Aunque en apariencia las políticas de empleo ocupan un lugar secundario respecto a las
políticas económicas y sociales, realmente están cumpliendo hoy una tarea de
importancia: movilizar laboralmente a los colectivos desempleados situados al margen
del mercado de trabajo. Esta labor de normalización del conflicto social que supone el
paro y, por otra parte, de adiestramiento y colocación de la oferta de mano de obra para
las empresas es el principal cometido de las políticas de empleo.
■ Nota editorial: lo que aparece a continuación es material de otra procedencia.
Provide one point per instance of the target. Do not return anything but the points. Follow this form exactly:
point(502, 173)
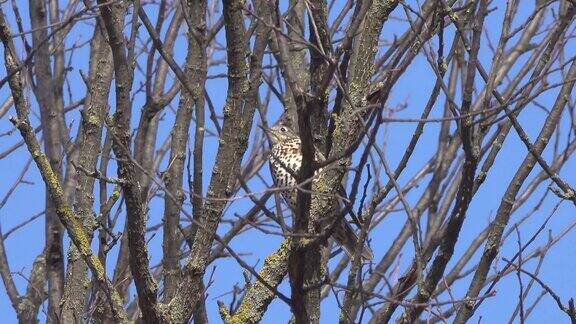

Realmente, estas son
sus funciones y es por ello que ha sido muy infrecuente encontrar intervenciones más
decididas en este terreno de lucha contra el paro, reiteradamente expulsadas al campo de
lo alternativo o lo utópico: redistribuir-reorganizar el tiempo de trabajo; dificultar la
lógica del ajuste de plantillas, sobre todo en empresas con beneficios; penalizar la
flexibilidad generadora de precariedad laboral; no externalizar los costes de la
implantación tecnológica más agresiva con el empleo; tasar las operaciones financieras
especulativas; atacar la discriminación laboral de las mujeres por parte de la empresa,
esta resulta ser el núcleo duro de la discriminación a través de sus procesos de selección
y de la reproducción de los estereotipos y las desigualdades por el poder de sus cúpulas
masculinizadas. Todas estas propuestas, prometedoras y seguramente eficaces, son un
ejemplo de cómo podría avanzarse en una política de empleo responsable que no esté en
manos de las mentalidades proempresariales. La empresa innova mucho en calidad de
los productos, pero no puede dejarse en sus manos la calidad del empleo.